Diagnosis of pathogens

“What caused it?” matters the most when a plant suffers from a disease. A correct identification of the involved pathogen is a prerequisite for all further analysis concerning its biology and epidemiology. Knowing its exact type allows to take measures against the pathogen to maintain the health of the plant.

Fungi, bacteria, viruses, and nematodes are among the most important pathogens threatening our crop plants. Since these organisms are microscopically small, only a light or electron microscope can make them visible. Their correct identification is often difficult due to their tininess and enormous diversity, and due to the fact that the symptoms they cause are rarely host plant specific. Globalisation and the further growing exchange of goods on the one hand, and increasing numbers of travelers on the other hand result in the fact that, without being noticed, pathogens are frequently and fast covering far distances and are thus easily spread into new areas. Due to the climatic change this may happen beyond human influence and may have considerable ecological and economical consequences, a worst-case scenario being that individual plants can no longer be cultivated in certain regions and may even become extinct. A successful control of the pathogens necessitates fast and reliable methods for diagnosis.

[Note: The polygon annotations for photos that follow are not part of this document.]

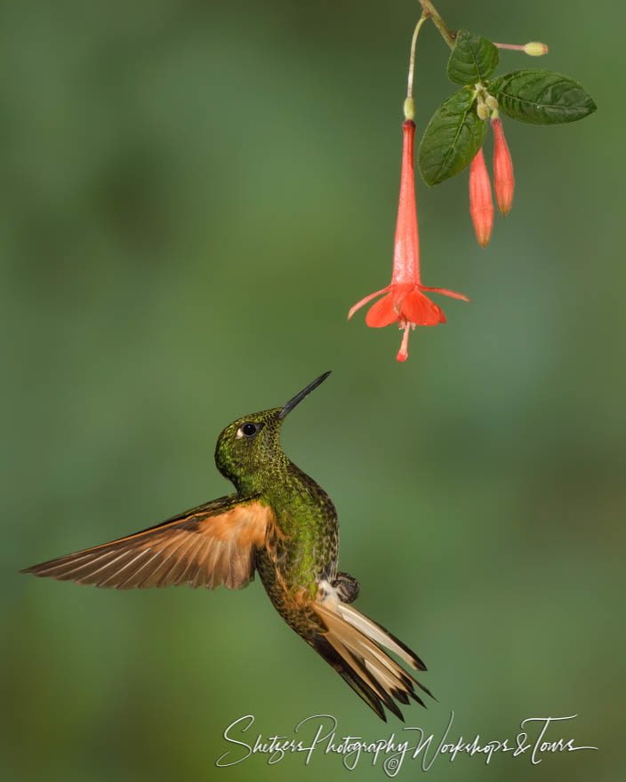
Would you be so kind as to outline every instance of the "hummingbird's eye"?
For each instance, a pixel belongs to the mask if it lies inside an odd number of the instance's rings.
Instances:
[[[237,437],[253,437],[261,429],[259,424],[253,424],[249,422],[247,424],[242,424],[237,433]]]

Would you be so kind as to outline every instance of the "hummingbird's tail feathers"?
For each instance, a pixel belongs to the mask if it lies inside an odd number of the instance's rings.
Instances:
[[[426,670],[426,666],[415,652],[409,649],[405,643],[396,638],[395,635],[392,635],[382,625],[379,625],[378,622],[374,622],[369,617],[366,617],[365,614],[357,611],[356,608],[345,602],[339,602],[337,610],[341,618],[349,622],[357,630],[365,633],[365,635],[375,641],[376,643],[381,644],[386,649],[389,649],[389,651],[393,651],[394,654],[402,658],[412,668],[415,668],[418,671]]]
[[[254,499],[221,498],[156,527],[22,571],[117,589],[189,584],[241,589],[254,577],[271,511]]]
[[[426,666],[414,652],[376,622],[352,606],[338,601],[314,602],[325,632],[315,636],[313,647],[352,687],[365,703],[385,720],[383,706],[403,719],[394,698],[408,704],[413,698],[425,706],[413,687],[429,690],[382,649],[386,647],[419,670]]]

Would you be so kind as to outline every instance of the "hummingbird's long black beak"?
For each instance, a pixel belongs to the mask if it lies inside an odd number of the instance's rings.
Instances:
[[[320,375],[317,380],[313,380],[312,383],[309,383],[306,388],[300,392],[300,394],[296,394],[293,399],[290,399],[286,404],[283,405],[283,409],[278,413],[278,418],[284,419],[285,416],[288,412],[291,412],[297,404],[300,404],[305,396],[309,396],[311,391],[317,388],[320,383],[323,383],[328,375],[330,375],[330,372],[325,372],[323,375]]]

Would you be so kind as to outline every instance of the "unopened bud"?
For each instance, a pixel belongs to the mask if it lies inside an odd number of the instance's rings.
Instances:
[[[531,57],[541,57],[542,54],[548,53],[548,47],[545,44],[540,44],[539,41],[531,41],[525,44],[524,51]]]
[[[513,176],[513,161],[509,152],[509,146],[504,138],[502,121],[499,117],[491,121],[494,128],[494,189],[498,209],[506,215],[513,203],[515,177]]]
[[[489,116],[489,109],[487,108],[486,104],[479,102],[476,108],[476,113],[478,115],[478,119],[487,119]]]
[[[470,214],[478,244],[486,247],[494,226],[494,203],[482,147],[472,160],[470,169]]]

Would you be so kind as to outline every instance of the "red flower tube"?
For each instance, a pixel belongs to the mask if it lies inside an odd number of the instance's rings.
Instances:
[[[507,140],[504,138],[502,121],[494,117],[491,121],[494,128],[494,189],[498,209],[506,215],[513,203],[515,177],[513,176],[513,161],[509,152]]]
[[[472,160],[470,169],[470,213],[478,244],[486,247],[494,226],[494,203],[491,200],[491,185],[482,147]]]
[[[365,323],[373,328],[382,328],[397,323],[399,328],[404,330],[400,350],[396,356],[397,361],[406,361],[408,357],[409,329],[445,323],[445,315],[441,308],[431,301],[422,292],[423,291],[433,291],[445,296],[452,296],[453,299],[470,300],[462,293],[443,288],[429,288],[421,284],[413,172],[414,123],[407,119],[402,125],[402,131],[404,133],[402,176],[391,283],[375,293],[365,296],[348,313],[349,320],[357,309],[376,296],[385,293],[382,299],[370,307],[365,315]]]

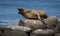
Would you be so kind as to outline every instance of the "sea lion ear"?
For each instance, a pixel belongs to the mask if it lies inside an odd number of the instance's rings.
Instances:
[[[24,10],[24,9],[23,9],[23,8],[18,8],[18,10],[19,10],[19,11],[22,11],[22,10]]]

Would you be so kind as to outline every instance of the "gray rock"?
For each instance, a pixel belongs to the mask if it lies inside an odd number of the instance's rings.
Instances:
[[[54,31],[56,33],[60,33],[60,21],[58,22],[58,24],[56,25],[56,27],[54,28]]]
[[[51,29],[46,30],[37,29],[30,34],[30,36],[53,36],[53,35],[54,31]]]
[[[2,36],[28,36],[28,35],[23,31],[5,30],[2,33]]]
[[[56,16],[51,16],[47,19],[44,19],[45,23],[47,24],[48,29],[54,29],[58,24],[58,19]]]
[[[35,29],[45,29],[46,25],[43,24],[40,20],[30,20],[30,19],[26,19],[26,20],[22,20],[22,25],[21,26],[26,26],[26,27],[30,27],[32,30]]]
[[[60,33],[56,33],[55,36],[60,36]]]

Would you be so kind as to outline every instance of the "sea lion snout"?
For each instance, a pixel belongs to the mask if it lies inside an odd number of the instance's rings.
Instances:
[[[19,11],[23,11],[24,9],[23,8],[18,8]]]

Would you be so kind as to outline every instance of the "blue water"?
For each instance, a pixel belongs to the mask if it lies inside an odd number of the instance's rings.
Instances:
[[[20,19],[17,8],[26,10],[44,10],[48,16],[57,16],[60,20],[60,0],[0,0],[0,26],[17,25]]]

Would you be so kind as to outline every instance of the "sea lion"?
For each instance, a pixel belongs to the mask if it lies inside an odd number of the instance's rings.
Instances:
[[[26,26],[30,27],[32,31],[36,29],[46,29],[46,25],[43,24],[39,20],[31,20],[31,19],[25,19],[25,20],[19,20],[18,26]]]
[[[37,29],[33,31],[30,36],[54,36],[55,32],[52,29]]]
[[[38,10],[25,10],[23,8],[18,8],[19,12],[18,14],[21,14],[27,19],[35,19],[35,20],[41,20],[46,19],[48,16],[46,12],[44,11],[38,11]]]

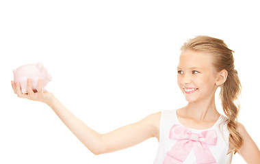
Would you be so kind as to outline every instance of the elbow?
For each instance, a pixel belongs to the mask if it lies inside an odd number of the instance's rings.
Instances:
[[[105,146],[103,144],[101,144],[99,146],[96,144],[94,148],[92,149],[89,149],[89,150],[94,155],[100,155],[100,154],[106,153]]]

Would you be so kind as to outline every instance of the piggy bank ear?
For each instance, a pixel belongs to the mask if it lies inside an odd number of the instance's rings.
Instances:
[[[36,64],[36,67],[40,70],[42,71],[42,69],[43,69],[43,64],[42,63],[38,63]]]

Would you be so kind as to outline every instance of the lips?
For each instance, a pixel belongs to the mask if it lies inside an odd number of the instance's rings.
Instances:
[[[183,87],[185,94],[192,94],[195,91],[198,90],[198,88],[195,87]]]

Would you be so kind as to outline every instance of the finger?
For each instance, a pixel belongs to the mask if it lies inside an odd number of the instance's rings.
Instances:
[[[38,85],[38,92],[42,93],[42,79],[39,79]]]
[[[31,83],[32,83],[31,79],[27,79],[27,93],[31,97],[33,97],[34,92],[32,90],[32,87],[31,87],[32,84]]]
[[[12,81],[11,83],[12,83],[12,90],[14,90],[14,94],[16,94],[16,85],[15,85],[14,81]]]
[[[21,98],[23,96],[23,94],[22,94],[22,91],[21,90],[21,86],[20,86],[19,82],[16,83],[16,91],[17,96]]]

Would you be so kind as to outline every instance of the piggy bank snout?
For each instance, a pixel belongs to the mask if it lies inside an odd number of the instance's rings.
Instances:
[[[20,66],[13,70],[14,81],[19,82],[23,94],[27,93],[27,79],[32,80],[32,89],[37,90],[39,79],[42,79],[43,89],[51,81],[51,76],[47,70],[43,67],[42,63],[36,64],[27,64]]]

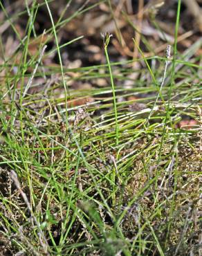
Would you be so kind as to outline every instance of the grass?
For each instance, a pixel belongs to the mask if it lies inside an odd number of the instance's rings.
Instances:
[[[33,1],[23,38],[18,15],[8,19],[20,39],[12,56],[1,44],[1,248],[3,255],[201,255],[201,67],[194,54],[201,39],[178,52],[178,1],[163,86],[166,57],[146,57],[139,48],[140,59],[113,62],[109,37],[105,64],[66,68],[60,51],[82,37],[62,46],[58,33],[101,2],[67,19],[64,11],[54,23],[51,1]],[[42,5],[52,27],[33,55]],[[43,49],[53,38],[58,66],[40,61],[53,53]],[[107,85],[93,86],[100,78]],[[136,86],[127,88],[130,79]],[[86,81],[90,89],[72,86]],[[190,129],[178,125],[186,118],[196,121]]]

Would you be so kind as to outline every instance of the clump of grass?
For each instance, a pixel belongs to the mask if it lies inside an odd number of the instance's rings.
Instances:
[[[142,55],[136,60],[146,63],[138,71],[138,86],[127,89],[121,84],[134,72],[127,68],[131,61],[110,62],[106,44],[106,64],[71,70],[63,66],[57,33],[69,19],[61,17],[54,24],[46,0],[59,68],[43,64],[49,53],[44,52],[47,42],[32,57],[28,46],[37,15],[33,1],[27,35],[1,65],[6,71],[0,88],[4,255],[200,255],[201,88],[192,80],[197,81],[201,68],[192,57],[201,40],[181,56],[177,53],[178,3],[167,73],[167,58]],[[154,59],[159,68],[153,70],[149,62]],[[68,76],[70,71],[77,75]],[[142,75],[147,73],[152,77],[149,84]],[[46,82],[30,93],[37,87],[37,77]],[[109,85],[91,90],[66,86],[100,77]],[[138,98],[127,100],[134,95]],[[86,98],[87,103],[82,101]],[[83,103],[74,106],[78,99]],[[178,125],[184,118],[196,121],[192,129]]]

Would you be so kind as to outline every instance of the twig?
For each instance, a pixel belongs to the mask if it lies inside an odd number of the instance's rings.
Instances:
[[[44,236],[44,233],[42,230],[39,223],[37,221],[37,218],[35,217],[35,214],[33,212],[33,210],[32,210],[31,205],[29,203],[29,201],[28,199],[28,197],[27,197],[26,194],[24,192],[24,191],[22,190],[22,189],[21,188],[21,185],[20,185],[19,181],[18,180],[17,173],[14,170],[11,170],[10,176],[11,176],[11,179],[12,179],[15,185],[16,185],[17,188],[19,190],[24,202],[27,205],[27,207],[28,208],[28,210],[30,212],[31,217],[33,220],[33,222],[35,222],[35,225],[37,225],[37,226],[38,228],[39,235],[39,241],[40,241],[40,244],[41,244],[42,248],[44,248],[44,253],[46,253],[46,255],[49,255],[49,253],[48,253],[48,241],[47,241],[47,240],[46,240],[46,237],[45,237],[45,236]]]

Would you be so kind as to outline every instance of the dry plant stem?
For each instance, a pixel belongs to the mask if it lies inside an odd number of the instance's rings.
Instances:
[[[138,26],[137,26],[137,30],[136,30],[135,33],[135,39],[136,41],[136,43],[138,46],[140,46],[140,38],[141,38],[141,30],[142,30],[142,21],[143,18],[143,12],[141,12],[141,10],[143,10],[144,7],[144,1],[143,0],[139,0],[138,3]],[[136,59],[138,57],[138,48],[134,46],[134,59]],[[134,63],[134,65],[136,64],[136,62]]]
[[[25,90],[24,90],[24,93],[23,93],[23,95],[22,95],[22,97],[23,97],[23,98],[24,98],[24,96],[26,95],[26,93],[27,93],[28,90],[29,89],[29,88],[30,88],[30,85],[32,84],[33,80],[33,78],[34,78],[34,77],[35,77],[35,73],[36,73],[37,70],[37,68],[38,68],[39,64],[39,63],[40,63],[40,62],[41,62],[41,61],[42,61],[42,57],[43,57],[43,56],[44,56],[44,52],[45,52],[45,50],[46,50],[46,47],[47,47],[47,46],[46,46],[46,45],[45,45],[45,46],[43,47],[43,48],[42,48],[42,52],[41,52],[41,53],[40,53],[40,55],[39,55],[39,60],[38,60],[38,61],[37,62],[36,66],[35,66],[35,69],[34,69],[34,71],[33,71],[33,75],[32,75],[32,76],[30,77],[30,78],[29,79],[29,81],[28,81],[28,84],[27,84],[27,85],[26,85],[26,88],[25,88]]]
[[[162,78],[162,81],[161,81],[161,83],[160,83],[160,89],[159,89],[159,91],[158,91],[158,95],[156,98],[156,100],[155,100],[155,102],[154,104],[154,106],[151,110],[151,112],[148,116],[148,120],[149,120],[152,113],[153,113],[153,111],[154,111],[154,107],[156,106],[156,102],[158,102],[158,100],[159,98],[159,96],[161,93],[161,90],[162,90],[162,88],[164,85],[164,82],[165,82],[165,77],[166,77],[166,72],[167,72],[167,65],[168,65],[168,63],[169,63],[169,58],[170,57],[170,49],[171,49],[171,46],[170,45],[168,45],[167,46],[167,48],[166,48],[166,58],[167,60],[165,60],[165,66],[164,66],[164,71],[163,71],[163,78]]]
[[[21,185],[20,185],[20,183],[19,183],[19,181],[18,180],[18,178],[17,178],[17,175],[16,174],[16,172],[14,171],[14,170],[11,170],[11,174],[10,174],[10,176],[11,176],[11,179],[12,179],[15,185],[16,185],[17,188],[19,190],[24,202],[26,203],[28,208],[28,210],[30,211],[30,214],[31,214],[31,217],[33,220],[33,221],[35,222],[35,225],[37,225],[37,228],[38,228],[38,230],[39,230],[39,241],[40,241],[40,244],[44,250],[44,253],[46,253],[46,255],[49,255],[49,253],[48,253],[48,241],[42,230],[42,228],[40,227],[40,224],[37,221],[37,218],[35,217],[33,212],[33,210],[32,210],[32,208],[31,208],[31,205],[29,203],[29,201],[28,199],[28,197],[26,196],[26,194],[23,192],[21,188]]]

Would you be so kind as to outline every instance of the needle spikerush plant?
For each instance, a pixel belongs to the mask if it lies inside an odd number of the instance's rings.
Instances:
[[[24,12],[3,21],[20,40],[9,57],[1,44],[1,249],[4,255],[199,255],[201,67],[196,53],[201,39],[177,52],[179,1],[172,58],[169,47],[165,57],[145,57],[139,48],[140,58],[112,62],[107,34],[104,64],[69,68],[61,57],[59,66],[47,66],[44,58],[82,38],[61,45],[63,26],[106,3],[86,1],[65,17],[73,2],[57,22],[51,2],[27,3],[22,38],[15,25]],[[42,5],[56,48],[45,48],[45,40],[33,56],[30,37],[39,39],[35,20]],[[141,68],[129,68],[134,62]],[[138,78],[126,87],[134,72]],[[100,79],[105,86],[98,86]],[[73,88],[75,83],[84,86]],[[190,129],[181,127],[182,118],[194,122]]]

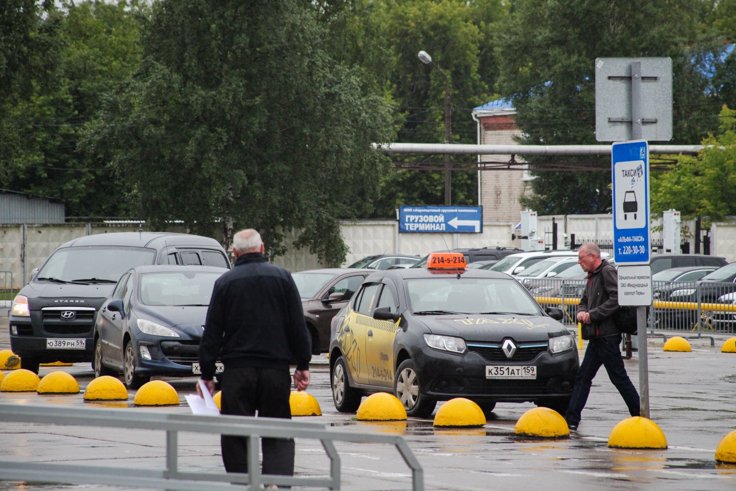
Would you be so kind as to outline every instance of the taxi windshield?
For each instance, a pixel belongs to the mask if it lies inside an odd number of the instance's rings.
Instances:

Usually, microorganisms have a very short generation period ranging from minutes up to a few hours. This means rapid changes and fast adaptation, constantly forming new variants of known pathogens which, for example, are able to attack other species of cultivated plants, or to overcome species-specific resistances. The characterisation of such pathogen variants is of seminal importance for the breeding of new resistant varieties.

We apply and develop diagnostic methods which are fast, specific, sensitive, and robust. We use light and electron microscopical, serological, and molecular biological (mainly based on DNA and RNA) methods allowing the qualitative and quantitative identification of pathogens. We maintain a huge collection of plant pathogens for comparisons and as reference material, as well as a wide variety of diagnostic antibodies for virus detection.

Robust methods for a reliable identification of pathogens in plants, vectors, and environmental samples are an indispensable prerequisite for taking effective and appropriate measures to keep our cultivated plants healthy.